Anna reste cinq ans au Siam. Cinq années qui définiront sa vie, qui lui fourniront la matière de tous ses livres, de toutes ses conférences futures. En 1867, épuisée par les tensions permanentes, inquiète pour l’éducation de son fils Louis qu’elle veut envoyer en Angleterre, elle quitte Bangkok. Mongkut la laisse partir avec regret. Il meurt un an plus tard, en octobre 1868. Elle n’en saura rien avant longtemps, isolée qu’elle est dans sa nouvelle vie américaine.
De retour en Occident, d’abord à New York puis en Angleterre, Anna entreprend d’écrire ses mémoires. “The English Governess at the Siamese Court” paraît en 1870, puis “The Romance of the Harem” en 1873. Elle embellit, invente, transforme. Le roi devient plus tyrannique qu’il ne l’était. Elle-même plus héroïque, plus influente. Les scènes sont dramatisées. L’Orient exotique, mystérieux, cruel, vend infiniment mieux que la vérité nuancée. Les livres connaissent un immense succès en Amérique et en Europe. Anna devient célèbre, conférencière recherchée. On l’invite dans les salons. Elle porte des soieries thaïes, raconte des anecdotes extraordinaires. Elle finit par croire ses propres légendes, les a racontées tant de fois qu’elles sont devenues sa véritable mémoire.

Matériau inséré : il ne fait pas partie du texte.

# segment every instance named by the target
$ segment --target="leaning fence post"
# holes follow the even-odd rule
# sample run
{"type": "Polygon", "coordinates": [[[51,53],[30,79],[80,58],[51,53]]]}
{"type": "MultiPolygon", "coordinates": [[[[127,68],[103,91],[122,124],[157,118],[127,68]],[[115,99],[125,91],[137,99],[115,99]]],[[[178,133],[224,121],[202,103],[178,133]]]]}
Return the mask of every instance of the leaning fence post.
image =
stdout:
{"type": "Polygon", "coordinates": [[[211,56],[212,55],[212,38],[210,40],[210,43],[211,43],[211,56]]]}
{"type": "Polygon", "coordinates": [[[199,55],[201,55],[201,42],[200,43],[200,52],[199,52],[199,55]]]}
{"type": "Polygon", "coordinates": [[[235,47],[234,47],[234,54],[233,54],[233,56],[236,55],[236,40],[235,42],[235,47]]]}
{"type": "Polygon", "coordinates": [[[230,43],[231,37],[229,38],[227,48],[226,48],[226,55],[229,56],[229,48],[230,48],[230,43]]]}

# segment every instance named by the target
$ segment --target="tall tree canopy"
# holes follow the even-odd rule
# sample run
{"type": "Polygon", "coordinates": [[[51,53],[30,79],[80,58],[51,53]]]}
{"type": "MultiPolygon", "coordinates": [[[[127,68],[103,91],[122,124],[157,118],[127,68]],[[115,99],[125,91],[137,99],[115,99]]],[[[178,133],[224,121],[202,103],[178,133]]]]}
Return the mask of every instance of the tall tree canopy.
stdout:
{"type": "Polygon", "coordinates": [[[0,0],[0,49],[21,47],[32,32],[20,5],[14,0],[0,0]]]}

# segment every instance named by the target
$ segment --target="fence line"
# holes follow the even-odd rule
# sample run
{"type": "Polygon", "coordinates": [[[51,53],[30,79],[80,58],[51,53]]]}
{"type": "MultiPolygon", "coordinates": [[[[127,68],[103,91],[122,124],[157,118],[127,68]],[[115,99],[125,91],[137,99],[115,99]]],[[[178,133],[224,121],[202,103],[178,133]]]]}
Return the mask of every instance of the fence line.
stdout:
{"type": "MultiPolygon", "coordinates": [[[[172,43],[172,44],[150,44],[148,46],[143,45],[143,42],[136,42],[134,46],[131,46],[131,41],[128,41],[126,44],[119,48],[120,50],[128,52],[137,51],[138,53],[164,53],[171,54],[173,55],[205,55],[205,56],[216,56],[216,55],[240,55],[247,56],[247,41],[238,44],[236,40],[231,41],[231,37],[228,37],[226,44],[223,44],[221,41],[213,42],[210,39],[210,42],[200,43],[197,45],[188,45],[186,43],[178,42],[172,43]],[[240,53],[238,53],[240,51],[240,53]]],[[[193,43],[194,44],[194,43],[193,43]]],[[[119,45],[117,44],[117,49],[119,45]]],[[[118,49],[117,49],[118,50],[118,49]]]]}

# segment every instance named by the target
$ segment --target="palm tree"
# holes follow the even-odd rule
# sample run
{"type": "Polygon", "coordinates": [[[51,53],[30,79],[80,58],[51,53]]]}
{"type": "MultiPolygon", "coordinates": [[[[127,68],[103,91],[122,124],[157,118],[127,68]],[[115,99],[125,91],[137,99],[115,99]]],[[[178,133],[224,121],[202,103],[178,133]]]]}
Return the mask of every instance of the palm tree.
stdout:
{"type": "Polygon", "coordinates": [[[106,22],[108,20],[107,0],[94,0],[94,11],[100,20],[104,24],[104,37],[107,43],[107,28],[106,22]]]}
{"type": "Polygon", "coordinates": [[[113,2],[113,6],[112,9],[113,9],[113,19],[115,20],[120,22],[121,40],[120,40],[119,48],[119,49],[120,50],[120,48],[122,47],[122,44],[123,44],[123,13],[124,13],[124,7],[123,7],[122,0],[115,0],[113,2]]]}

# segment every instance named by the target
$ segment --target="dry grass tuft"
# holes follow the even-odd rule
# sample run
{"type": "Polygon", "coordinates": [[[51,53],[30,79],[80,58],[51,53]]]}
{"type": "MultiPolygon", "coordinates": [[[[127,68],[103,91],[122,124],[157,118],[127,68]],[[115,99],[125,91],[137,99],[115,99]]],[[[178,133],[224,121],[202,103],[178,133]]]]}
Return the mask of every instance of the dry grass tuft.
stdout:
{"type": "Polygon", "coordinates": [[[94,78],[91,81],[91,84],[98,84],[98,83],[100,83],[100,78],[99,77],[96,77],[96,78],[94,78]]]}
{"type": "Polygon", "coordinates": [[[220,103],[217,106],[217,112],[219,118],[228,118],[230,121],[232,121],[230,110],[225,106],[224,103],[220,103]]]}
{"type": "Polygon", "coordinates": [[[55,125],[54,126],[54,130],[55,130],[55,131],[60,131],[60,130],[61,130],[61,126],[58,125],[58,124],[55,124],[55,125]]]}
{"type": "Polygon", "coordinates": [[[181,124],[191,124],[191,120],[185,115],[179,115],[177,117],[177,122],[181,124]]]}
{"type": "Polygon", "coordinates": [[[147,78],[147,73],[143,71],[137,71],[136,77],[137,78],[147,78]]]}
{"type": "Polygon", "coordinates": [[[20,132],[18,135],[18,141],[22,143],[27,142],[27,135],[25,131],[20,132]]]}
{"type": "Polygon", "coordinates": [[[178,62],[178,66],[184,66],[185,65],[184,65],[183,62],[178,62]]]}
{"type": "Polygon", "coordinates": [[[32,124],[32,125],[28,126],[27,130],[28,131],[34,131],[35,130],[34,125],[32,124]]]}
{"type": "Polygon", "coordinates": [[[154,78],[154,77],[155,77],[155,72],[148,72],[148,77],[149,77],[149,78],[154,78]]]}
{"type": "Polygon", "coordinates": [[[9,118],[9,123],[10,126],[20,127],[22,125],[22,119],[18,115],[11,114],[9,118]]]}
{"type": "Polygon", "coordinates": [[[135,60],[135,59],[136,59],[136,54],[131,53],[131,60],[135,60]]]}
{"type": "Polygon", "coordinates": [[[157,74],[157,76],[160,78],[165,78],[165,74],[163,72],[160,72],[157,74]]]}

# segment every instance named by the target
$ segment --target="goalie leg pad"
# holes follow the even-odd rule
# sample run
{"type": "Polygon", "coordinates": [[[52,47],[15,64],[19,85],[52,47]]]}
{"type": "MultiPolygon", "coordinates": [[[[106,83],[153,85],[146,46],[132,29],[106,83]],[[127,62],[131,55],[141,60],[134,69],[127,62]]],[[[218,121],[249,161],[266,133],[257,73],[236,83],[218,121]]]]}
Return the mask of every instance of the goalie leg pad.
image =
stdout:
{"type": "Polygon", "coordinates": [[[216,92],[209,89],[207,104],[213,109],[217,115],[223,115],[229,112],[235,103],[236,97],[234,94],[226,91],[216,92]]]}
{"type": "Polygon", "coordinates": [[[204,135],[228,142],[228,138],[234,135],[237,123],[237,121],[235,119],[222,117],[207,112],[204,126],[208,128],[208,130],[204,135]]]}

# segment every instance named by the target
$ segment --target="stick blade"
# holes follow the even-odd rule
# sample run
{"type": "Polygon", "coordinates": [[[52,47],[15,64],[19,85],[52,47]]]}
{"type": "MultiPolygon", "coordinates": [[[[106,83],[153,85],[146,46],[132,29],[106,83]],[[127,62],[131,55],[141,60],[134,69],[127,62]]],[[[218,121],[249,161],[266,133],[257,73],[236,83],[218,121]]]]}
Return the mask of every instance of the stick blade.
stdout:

En Thaïlande, les descendants de Mongkut liront ces livres avec fureur. Mensonges ! Calomnies ! Leur ancêtre était un grand monarque éclairé, pas ce despote oriental de pacotille, pas ce tyran de mélo-drame. Mais il est trop tard. L’Occident a choisi sa version : celle d’une femme courageuse civilisant un barbare asiatique. Le mythe est en marche, imparable.
Le prince Chulalongkorn, devenu Rama V, règne pendant quarante-deux ans jusqu’en 1910. Il transforme le Siam en État moderne, abolit l’esclavage progressivement, construit des écoles, des hôpitaux, des chemins de fer, négocie avec les puissances coloniales pour préserver l’indépendance de son royaume. Quand on lui parle d’Anna, il sourit avec une politesse glacée. Elle fut une bonne enseignante, dit-il. Rien de plus. Il ne cherche pas à la revoir lors de ses voyages en Europe. Peut-être lui en veut-il de ses mensonges. Peut-être lui est-il secrètement reconnaissant de l’avoir ouvert au monde.
Anna meurt à Montréal en janvier 1915, à quatre-vingt-trois ans selon sa version officielle. Quatre-vingts en réalité. Menteuse jusqu’au bout, jusqu’à la date gravée sur sa pierre tombale. Sur cette tombe, on pourrait graver une autre épitaphe : “Elle a inventé une vie, et cette invention était plus vraie que la vérité.”
Car n’est-ce pas le propre de tous les exilés, de tous ceux qui traversent les frontières géographiques et sociales : se réinventer, fabriquer des légendes qui les rendent possibles ? Anna Leonowens fut cela, exactement : une fabulatrice de génie, une femme qui comprit intuitivement que l’Orient n’existe que dans le regard de l’Occident, construction mentale autant que réalité géographique, et qui sut exploiter ce regard avec un talent remarquable. Le Siam réel, avec ses nuances, ses contradictions, lui importait finalement moins que le Siam rêvé qu’elle pouvait vendre aux lecteurs occidentaux avides d’exotisme. Elle a donné au monde exactement ce qu’il voulait : un conte des Mille et Une Nuits version victorienne, avec une héroïne anglaise vertueuse et un roi oriental fascinant et terrible.
Le reste n’est que littérature. Et la littérature, comme chacun sait, ment toujours. Mais ses mensonges disent parfois des vérités que la réalité ignore.